While labor's support of Democrats is well known, the documents show labor leaders had veto power over Democratic Party plans in 1996 by virtue of their large donations and seats on the steering committees in each state.
"When the DNC and its National partners including . . . the AFL-CIO and the NEA (National Education Association) agree on the contents of a plan, each national partner will give their funding commitment to the state," an internal DNC memo titled "Rules of Engagement" said.
Lawrence Noble, the nation's former top election regulator, told the Associated Press on Thursday he was surprised by the degree of control unions held over Democratic decisions. Noble headed the investigation into GOP charges of illegal coordination between unions and Democrats.
"The AFL had a certain amount of control over what political parties and candidates did. That is what is striking," Noble said.
In addition to its usual political action committee donations, the AFL-CIO spent $35-million from its general treasury in 1996 to help Democrats win.

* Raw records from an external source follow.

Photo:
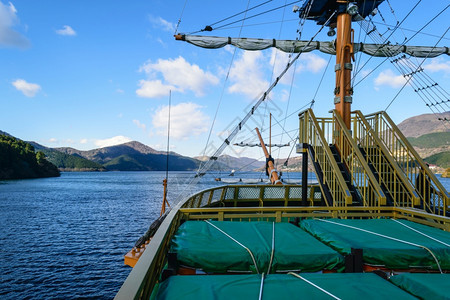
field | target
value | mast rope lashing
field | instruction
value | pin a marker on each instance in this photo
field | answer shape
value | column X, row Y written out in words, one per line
column 387, row 237
column 237, row 242
column 314, row 285
column 273, row 248
column 426, row 235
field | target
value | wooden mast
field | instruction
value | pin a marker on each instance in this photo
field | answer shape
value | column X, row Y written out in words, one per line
column 344, row 54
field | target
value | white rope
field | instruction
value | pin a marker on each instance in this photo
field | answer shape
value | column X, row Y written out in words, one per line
column 314, row 285
column 387, row 237
column 236, row 241
column 261, row 287
column 426, row 235
column 273, row 247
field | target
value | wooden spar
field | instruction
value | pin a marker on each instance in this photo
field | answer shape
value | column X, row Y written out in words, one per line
column 163, row 206
column 273, row 175
column 270, row 134
column 343, row 69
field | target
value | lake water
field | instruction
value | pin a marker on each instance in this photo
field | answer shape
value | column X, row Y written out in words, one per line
column 65, row 237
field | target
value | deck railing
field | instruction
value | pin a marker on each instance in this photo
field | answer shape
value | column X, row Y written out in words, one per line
column 142, row 279
column 361, row 175
column 433, row 195
column 389, row 173
column 311, row 133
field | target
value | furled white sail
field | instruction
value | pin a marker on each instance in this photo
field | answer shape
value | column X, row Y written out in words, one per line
column 213, row 42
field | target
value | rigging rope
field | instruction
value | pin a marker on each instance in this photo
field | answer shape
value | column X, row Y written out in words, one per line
column 427, row 89
column 426, row 235
column 240, row 13
column 208, row 28
column 223, row 91
column 236, row 241
column 314, row 285
column 179, row 20
column 387, row 237
column 261, row 287
column 230, row 137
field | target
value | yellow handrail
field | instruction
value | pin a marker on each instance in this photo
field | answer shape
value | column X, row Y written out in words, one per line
column 361, row 175
column 390, row 174
column 312, row 134
column 433, row 195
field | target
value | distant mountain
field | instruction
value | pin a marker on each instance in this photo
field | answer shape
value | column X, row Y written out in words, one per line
column 19, row 160
column 431, row 140
column 67, row 162
column 441, row 159
column 106, row 154
column 134, row 156
column 425, row 124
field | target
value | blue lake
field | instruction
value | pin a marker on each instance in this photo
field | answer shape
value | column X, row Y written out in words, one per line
column 65, row 237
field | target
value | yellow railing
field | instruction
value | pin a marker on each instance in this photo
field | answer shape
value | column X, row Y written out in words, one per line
column 312, row 134
column 389, row 173
column 433, row 196
column 257, row 195
column 361, row 175
column 146, row 274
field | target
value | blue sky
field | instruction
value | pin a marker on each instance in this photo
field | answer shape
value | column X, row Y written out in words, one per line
column 88, row 74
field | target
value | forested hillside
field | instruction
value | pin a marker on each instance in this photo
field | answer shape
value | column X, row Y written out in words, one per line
column 18, row 160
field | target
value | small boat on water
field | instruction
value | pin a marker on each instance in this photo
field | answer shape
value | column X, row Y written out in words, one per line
column 375, row 224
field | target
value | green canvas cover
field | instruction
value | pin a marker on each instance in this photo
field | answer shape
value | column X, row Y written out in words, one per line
column 382, row 251
column 200, row 245
column 423, row 285
column 279, row 286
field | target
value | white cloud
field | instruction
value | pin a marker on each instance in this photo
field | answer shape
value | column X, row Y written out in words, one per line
column 163, row 24
column 178, row 75
column 307, row 62
column 246, row 75
column 438, row 64
column 388, row 78
column 66, row 30
column 28, row 89
column 154, row 89
column 117, row 140
column 186, row 119
column 140, row 125
column 311, row 62
column 8, row 36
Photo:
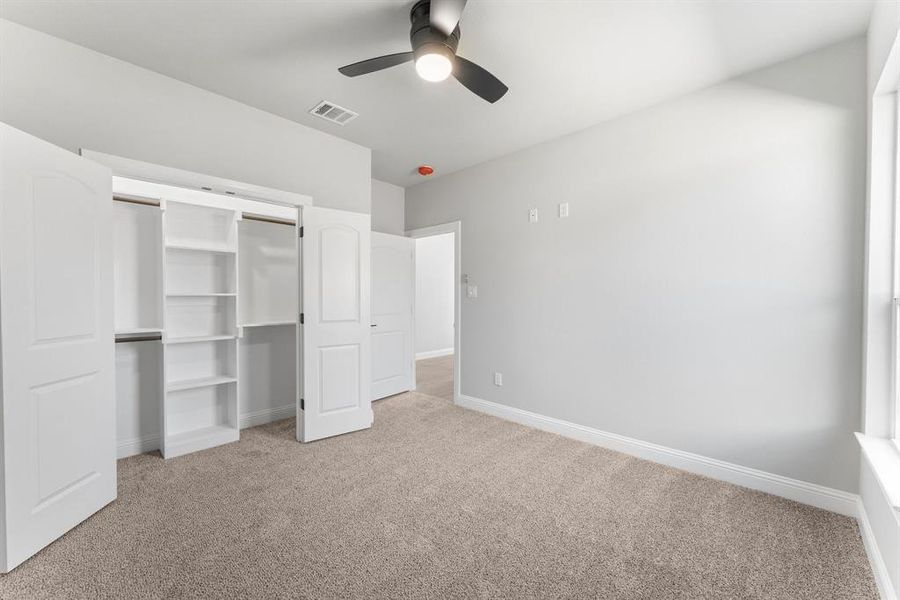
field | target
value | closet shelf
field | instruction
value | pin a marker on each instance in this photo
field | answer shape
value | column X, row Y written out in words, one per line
column 138, row 331
column 200, row 338
column 201, row 248
column 189, row 384
column 200, row 439
column 201, row 295
column 269, row 323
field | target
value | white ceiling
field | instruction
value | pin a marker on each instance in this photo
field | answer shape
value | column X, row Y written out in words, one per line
column 568, row 64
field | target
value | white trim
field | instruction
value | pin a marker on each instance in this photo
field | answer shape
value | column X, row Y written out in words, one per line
column 268, row 415
column 149, row 443
column 137, row 169
column 819, row 496
column 876, row 560
column 454, row 227
column 434, row 353
column 135, row 446
column 884, row 458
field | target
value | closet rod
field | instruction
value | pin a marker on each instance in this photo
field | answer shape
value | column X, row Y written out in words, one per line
column 142, row 338
column 135, row 200
column 265, row 219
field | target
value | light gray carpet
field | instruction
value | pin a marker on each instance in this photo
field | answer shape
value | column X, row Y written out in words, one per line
column 439, row 502
column 434, row 377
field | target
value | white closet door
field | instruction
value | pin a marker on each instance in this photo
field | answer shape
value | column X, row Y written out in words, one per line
column 56, row 310
column 336, row 340
column 393, row 290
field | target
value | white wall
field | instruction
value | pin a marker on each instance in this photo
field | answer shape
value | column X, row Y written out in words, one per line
column 704, row 294
column 78, row 98
column 388, row 207
column 434, row 295
column 883, row 76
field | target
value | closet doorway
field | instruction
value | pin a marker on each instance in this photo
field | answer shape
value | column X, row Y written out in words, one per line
column 437, row 316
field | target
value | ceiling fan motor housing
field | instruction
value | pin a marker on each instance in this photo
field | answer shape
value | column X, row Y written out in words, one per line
column 424, row 38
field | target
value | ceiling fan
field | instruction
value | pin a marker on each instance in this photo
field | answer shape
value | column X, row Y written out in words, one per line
column 434, row 36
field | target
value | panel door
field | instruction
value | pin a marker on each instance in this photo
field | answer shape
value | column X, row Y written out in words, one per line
column 336, row 357
column 56, row 317
column 393, row 294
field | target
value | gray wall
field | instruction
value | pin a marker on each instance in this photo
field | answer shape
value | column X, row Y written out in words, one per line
column 704, row 294
column 78, row 98
column 388, row 202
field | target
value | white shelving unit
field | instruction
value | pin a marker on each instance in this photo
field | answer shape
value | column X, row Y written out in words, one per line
column 207, row 309
column 201, row 399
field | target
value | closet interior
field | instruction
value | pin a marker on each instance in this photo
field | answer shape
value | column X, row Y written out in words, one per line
column 206, row 312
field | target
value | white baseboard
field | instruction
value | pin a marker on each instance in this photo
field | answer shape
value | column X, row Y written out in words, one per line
column 134, row 446
column 267, row 415
column 876, row 560
column 149, row 443
column 819, row 496
column 434, row 353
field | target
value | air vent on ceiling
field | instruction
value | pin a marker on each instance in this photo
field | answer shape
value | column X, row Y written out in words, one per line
column 334, row 113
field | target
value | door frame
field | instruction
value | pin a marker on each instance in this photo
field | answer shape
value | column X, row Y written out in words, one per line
column 454, row 227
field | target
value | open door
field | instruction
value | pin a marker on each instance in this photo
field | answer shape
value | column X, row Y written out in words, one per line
column 335, row 349
column 56, row 333
column 393, row 296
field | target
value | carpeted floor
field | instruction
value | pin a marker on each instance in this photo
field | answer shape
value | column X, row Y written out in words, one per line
column 439, row 502
column 434, row 377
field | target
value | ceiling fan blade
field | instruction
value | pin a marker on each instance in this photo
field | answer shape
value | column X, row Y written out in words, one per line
column 478, row 80
column 376, row 64
column 445, row 14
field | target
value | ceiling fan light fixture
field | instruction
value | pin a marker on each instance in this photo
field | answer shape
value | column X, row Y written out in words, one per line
column 434, row 64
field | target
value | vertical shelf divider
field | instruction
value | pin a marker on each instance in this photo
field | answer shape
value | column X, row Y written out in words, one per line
column 200, row 407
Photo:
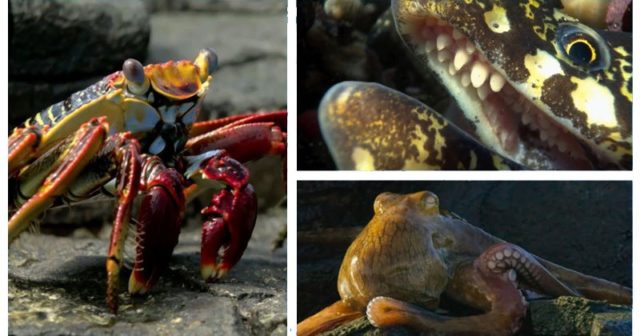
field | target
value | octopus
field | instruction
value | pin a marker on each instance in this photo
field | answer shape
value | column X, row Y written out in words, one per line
column 412, row 253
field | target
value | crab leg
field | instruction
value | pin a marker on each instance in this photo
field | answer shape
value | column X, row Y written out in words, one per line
column 161, row 213
column 22, row 146
column 231, row 216
column 127, row 182
column 50, row 176
column 278, row 117
column 244, row 142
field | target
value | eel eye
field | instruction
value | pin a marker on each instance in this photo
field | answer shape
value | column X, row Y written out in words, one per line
column 133, row 71
column 583, row 47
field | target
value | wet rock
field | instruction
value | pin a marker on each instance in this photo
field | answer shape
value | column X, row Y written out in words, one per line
column 71, row 39
column 535, row 215
column 263, row 6
column 61, row 290
column 577, row 316
column 252, row 69
column 562, row 316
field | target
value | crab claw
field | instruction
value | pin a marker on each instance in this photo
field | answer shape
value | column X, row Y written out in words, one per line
column 231, row 216
column 158, row 227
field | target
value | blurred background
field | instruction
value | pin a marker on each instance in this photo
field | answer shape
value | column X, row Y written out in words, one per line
column 583, row 225
column 57, row 47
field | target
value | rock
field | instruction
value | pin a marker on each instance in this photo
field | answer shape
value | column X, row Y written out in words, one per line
column 61, row 291
column 535, row 215
column 612, row 324
column 263, row 6
column 578, row 316
column 561, row 316
column 72, row 39
column 252, row 71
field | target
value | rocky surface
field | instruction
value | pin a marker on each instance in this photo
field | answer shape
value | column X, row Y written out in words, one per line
column 251, row 52
column 577, row 316
column 262, row 6
column 559, row 317
column 582, row 225
column 57, row 286
column 251, row 45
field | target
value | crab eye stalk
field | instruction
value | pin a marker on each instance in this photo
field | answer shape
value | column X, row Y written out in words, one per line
column 133, row 71
column 207, row 62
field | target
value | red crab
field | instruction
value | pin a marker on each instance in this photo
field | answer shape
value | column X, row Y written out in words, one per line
column 134, row 133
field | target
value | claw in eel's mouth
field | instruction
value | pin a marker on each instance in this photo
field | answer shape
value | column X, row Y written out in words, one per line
column 505, row 119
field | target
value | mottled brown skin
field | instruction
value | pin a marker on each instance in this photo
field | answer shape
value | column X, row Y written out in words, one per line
column 411, row 253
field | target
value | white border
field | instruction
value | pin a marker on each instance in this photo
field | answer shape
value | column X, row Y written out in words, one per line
column 292, row 159
column 4, row 218
column 295, row 176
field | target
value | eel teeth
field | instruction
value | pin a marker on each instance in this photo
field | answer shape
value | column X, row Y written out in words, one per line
column 503, row 106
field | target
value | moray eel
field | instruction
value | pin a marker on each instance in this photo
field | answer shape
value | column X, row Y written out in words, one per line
column 539, row 88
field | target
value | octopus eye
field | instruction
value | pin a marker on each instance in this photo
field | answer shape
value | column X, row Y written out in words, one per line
column 429, row 202
column 583, row 47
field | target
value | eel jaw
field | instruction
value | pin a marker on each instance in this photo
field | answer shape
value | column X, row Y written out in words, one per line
column 505, row 119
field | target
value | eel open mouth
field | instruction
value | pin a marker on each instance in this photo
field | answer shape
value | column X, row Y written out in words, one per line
column 504, row 118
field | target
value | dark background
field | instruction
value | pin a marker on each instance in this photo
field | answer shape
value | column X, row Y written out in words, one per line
column 586, row 226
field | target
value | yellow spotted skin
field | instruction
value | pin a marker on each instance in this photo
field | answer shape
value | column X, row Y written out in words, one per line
column 370, row 127
column 528, row 42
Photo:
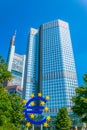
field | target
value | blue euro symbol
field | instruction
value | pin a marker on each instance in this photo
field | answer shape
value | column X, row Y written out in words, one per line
column 34, row 110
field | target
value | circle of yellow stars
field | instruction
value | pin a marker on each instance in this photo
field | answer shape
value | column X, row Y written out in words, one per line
column 42, row 103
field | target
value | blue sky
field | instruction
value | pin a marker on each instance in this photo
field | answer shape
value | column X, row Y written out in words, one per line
column 20, row 15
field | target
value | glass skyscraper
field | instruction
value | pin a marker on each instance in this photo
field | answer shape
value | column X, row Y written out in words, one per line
column 50, row 66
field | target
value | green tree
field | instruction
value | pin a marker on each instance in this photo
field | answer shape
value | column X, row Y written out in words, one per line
column 63, row 121
column 80, row 101
column 4, row 73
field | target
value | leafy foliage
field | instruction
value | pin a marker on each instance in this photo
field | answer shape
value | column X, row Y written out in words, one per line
column 80, row 101
column 63, row 120
column 4, row 73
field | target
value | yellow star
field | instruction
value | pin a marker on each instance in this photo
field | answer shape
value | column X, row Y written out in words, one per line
column 32, row 95
column 32, row 104
column 48, row 118
column 24, row 101
column 45, row 124
column 47, row 97
column 32, row 116
column 39, row 94
column 28, row 124
column 46, row 109
column 42, row 103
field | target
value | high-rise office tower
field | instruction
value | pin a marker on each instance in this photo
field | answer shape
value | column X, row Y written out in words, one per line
column 16, row 65
column 50, row 66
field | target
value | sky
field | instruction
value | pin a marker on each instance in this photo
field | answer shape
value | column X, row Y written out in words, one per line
column 20, row 15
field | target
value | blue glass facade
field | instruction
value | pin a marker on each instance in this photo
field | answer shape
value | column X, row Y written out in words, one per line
column 31, row 67
column 58, row 69
column 55, row 73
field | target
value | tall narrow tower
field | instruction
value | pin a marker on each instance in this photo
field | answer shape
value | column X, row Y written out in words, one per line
column 50, row 46
column 16, row 65
column 11, row 52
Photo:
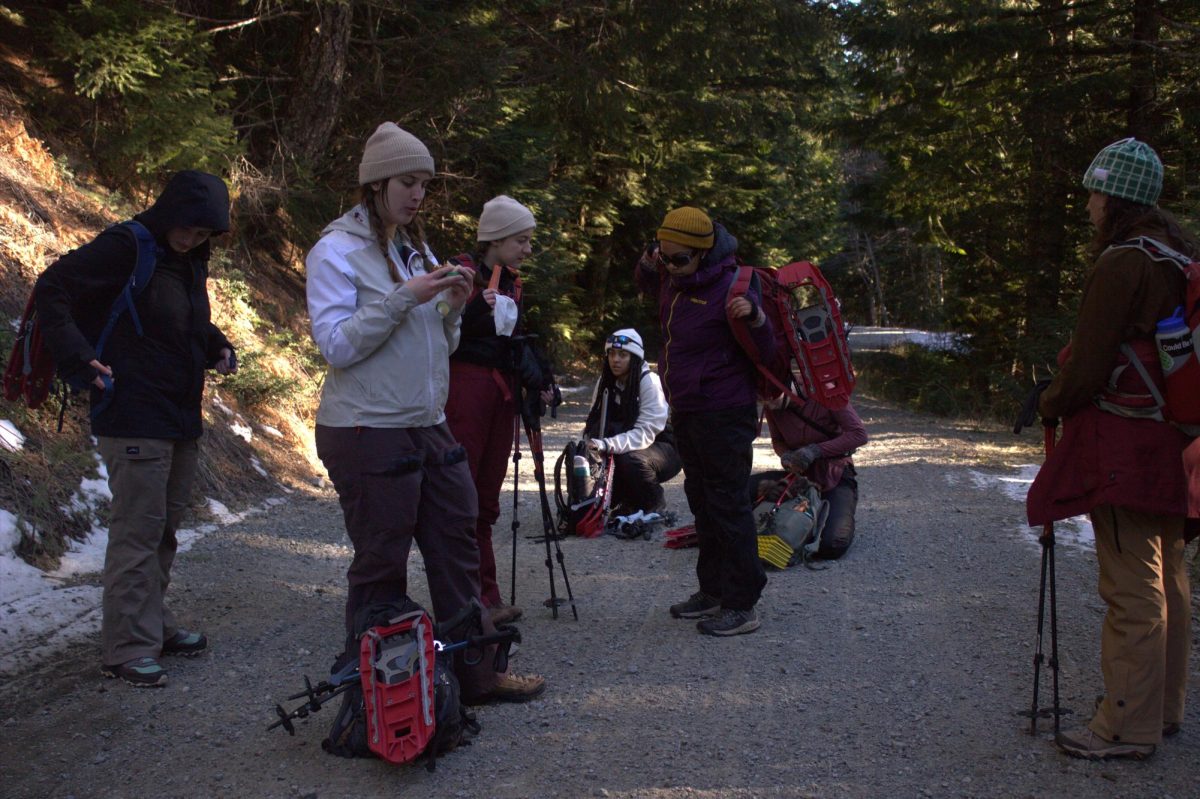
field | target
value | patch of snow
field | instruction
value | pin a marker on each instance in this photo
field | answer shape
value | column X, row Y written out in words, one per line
column 241, row 430
column 11, row 438
column 1073, row 532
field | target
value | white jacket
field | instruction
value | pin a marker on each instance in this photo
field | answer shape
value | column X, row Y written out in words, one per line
column 388, row 356
column 652, row 415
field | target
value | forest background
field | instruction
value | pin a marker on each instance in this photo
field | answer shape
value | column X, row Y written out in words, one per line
column 927, row 154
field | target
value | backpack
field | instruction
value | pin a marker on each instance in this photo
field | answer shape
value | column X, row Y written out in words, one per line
column 1176, row 343
column 790, row 527
column 811, row 352
column 30, row 372
column 405, row 701
column 583, row 506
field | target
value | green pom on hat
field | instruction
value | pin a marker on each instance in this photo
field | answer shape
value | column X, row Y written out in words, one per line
column 1129, row 169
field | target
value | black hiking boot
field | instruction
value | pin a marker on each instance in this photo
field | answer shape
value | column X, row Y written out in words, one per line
column 697, row 606
column 730, row 623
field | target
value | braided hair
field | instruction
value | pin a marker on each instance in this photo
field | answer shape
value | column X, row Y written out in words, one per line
column 414, row 232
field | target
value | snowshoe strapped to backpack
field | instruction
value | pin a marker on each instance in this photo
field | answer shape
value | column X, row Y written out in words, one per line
column 811, row 350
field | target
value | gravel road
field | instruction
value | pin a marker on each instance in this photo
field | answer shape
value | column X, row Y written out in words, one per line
column 897, row 672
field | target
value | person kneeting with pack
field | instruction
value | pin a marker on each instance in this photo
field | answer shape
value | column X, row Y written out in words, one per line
column 144, row 366
column 709, row 383
column 1120, row 463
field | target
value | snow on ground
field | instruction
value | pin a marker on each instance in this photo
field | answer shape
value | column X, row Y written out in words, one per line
column 1073, row 532
column 43, row 610
column 864, row 338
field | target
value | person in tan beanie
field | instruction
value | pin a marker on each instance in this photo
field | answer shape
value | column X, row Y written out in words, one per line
column 387, row 318
column 490, row 370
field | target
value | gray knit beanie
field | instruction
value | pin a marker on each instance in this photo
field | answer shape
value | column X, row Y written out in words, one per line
column 393, row 151
column 503, row 217
column 1129, row 169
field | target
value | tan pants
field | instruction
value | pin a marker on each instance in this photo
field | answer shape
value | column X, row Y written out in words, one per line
column 151, row 481
column 1146, row 640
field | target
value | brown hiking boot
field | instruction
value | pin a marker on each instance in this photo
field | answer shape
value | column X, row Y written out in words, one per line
column 504, row 613
column 513, row 688
column 1086, row 744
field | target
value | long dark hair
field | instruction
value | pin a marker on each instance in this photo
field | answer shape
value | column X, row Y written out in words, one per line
column 1122, row 216
column 630, row 398
column 414, row 230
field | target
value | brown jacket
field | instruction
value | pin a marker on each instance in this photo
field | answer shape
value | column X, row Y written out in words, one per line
column 1123, row 299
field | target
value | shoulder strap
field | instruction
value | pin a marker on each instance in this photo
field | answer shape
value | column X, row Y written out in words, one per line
column 1153, row 250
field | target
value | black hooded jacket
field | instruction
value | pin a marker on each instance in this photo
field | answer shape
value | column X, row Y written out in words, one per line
column 159, row 377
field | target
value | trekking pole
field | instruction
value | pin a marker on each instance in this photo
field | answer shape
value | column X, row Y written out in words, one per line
column 547, row 521
column 1048, row 578
column 516, row 484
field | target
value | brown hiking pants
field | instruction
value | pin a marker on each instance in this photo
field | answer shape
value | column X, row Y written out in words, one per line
column 395, row 486
column 150, row 480
column 1146, row 638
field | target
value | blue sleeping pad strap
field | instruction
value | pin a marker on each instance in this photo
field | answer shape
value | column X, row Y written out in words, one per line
column 143, row 270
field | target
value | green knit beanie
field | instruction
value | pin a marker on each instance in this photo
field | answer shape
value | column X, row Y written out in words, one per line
column 1128, row 169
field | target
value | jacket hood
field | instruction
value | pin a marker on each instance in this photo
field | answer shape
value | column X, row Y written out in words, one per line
column 714, row 263
column 191, row 199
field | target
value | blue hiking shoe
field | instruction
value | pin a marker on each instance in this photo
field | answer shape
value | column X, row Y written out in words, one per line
column 185, row 644
column 139, row 672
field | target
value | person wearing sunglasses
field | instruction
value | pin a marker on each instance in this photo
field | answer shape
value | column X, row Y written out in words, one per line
column 636, row 431
column 709, row 385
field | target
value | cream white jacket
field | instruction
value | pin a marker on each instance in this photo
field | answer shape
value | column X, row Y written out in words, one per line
column 388, row 355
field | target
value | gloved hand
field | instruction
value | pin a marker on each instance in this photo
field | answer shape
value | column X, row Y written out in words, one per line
column 802, row 458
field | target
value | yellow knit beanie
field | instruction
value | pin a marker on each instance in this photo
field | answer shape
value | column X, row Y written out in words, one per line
column 689, row 227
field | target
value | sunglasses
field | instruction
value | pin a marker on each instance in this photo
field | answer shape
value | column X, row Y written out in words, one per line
column 621, row 342
column 678, row 259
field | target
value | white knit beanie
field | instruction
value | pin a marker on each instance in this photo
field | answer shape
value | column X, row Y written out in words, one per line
column 628, row 340
column 503, row 217
column 393, row 151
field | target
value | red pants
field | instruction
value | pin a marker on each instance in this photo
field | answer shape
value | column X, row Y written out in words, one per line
column 481, row 413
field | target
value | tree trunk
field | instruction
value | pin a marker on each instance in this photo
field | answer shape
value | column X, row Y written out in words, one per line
column 321, row 73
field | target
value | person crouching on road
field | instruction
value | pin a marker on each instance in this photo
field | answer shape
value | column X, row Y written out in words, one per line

At the request of the Democratic Party and unions, a federal judge has forbidden the Federal Election Commission from releasing documents gathered during its four-year inquiry.
AP obtained the documents from officials involved in various federal investigations of unions and from groups that got some documents when they were briefly released by the FEC.
The documents detail extensive discussions between labor and party leaders on how to contact, register and influence voters to support Democrats and show where unions in some instances drew their money to accomplish the mission.
In one case, a New York hospital workers union, Local 1199, spent $250,000 from its strike defense fund for a $2.7-million effort called the '96 Project aimed at holding congressional Republicans accountable for their support of Newt Gingrich's "Contract with America," the records show.
Frequently, officials from the Democratic Party or its congressional fundraising arms contacted union officials to seek approval for election activities.
For instance, Democratic Congressional Campaign Committee official Rob Engel wrote AFL-CIO political official Steve Rogers in September 1996 to discuss phone banks and direct mail efforts aimed at identifying voters and getting them to the polls in 16 target congressional districts.
"We request the AFL-CIO review these budgets and programs. If you approve them, we ask that you encourage your affiliated unions to contribute to each congressional district coordinated campaign," Engel wrote.
DCCC operatives followed up a few days later with a second memo. "Attached is our updated and improved requests for your big bucks," it said.
Around the time, the AFL-CIO ran ads in several of the same congressional districts portraying Democrats as union-friendly, the FEC concluded.
John Hiatt, AFL-CIO general counsel, acknowledged the union had veto power over Democratic activities it helped finance.
"For aspects of campaigns we subsidize, I think we would want veto power," Hiatt said.
Noble said business groups allied with Republicans also have growing clout in elections.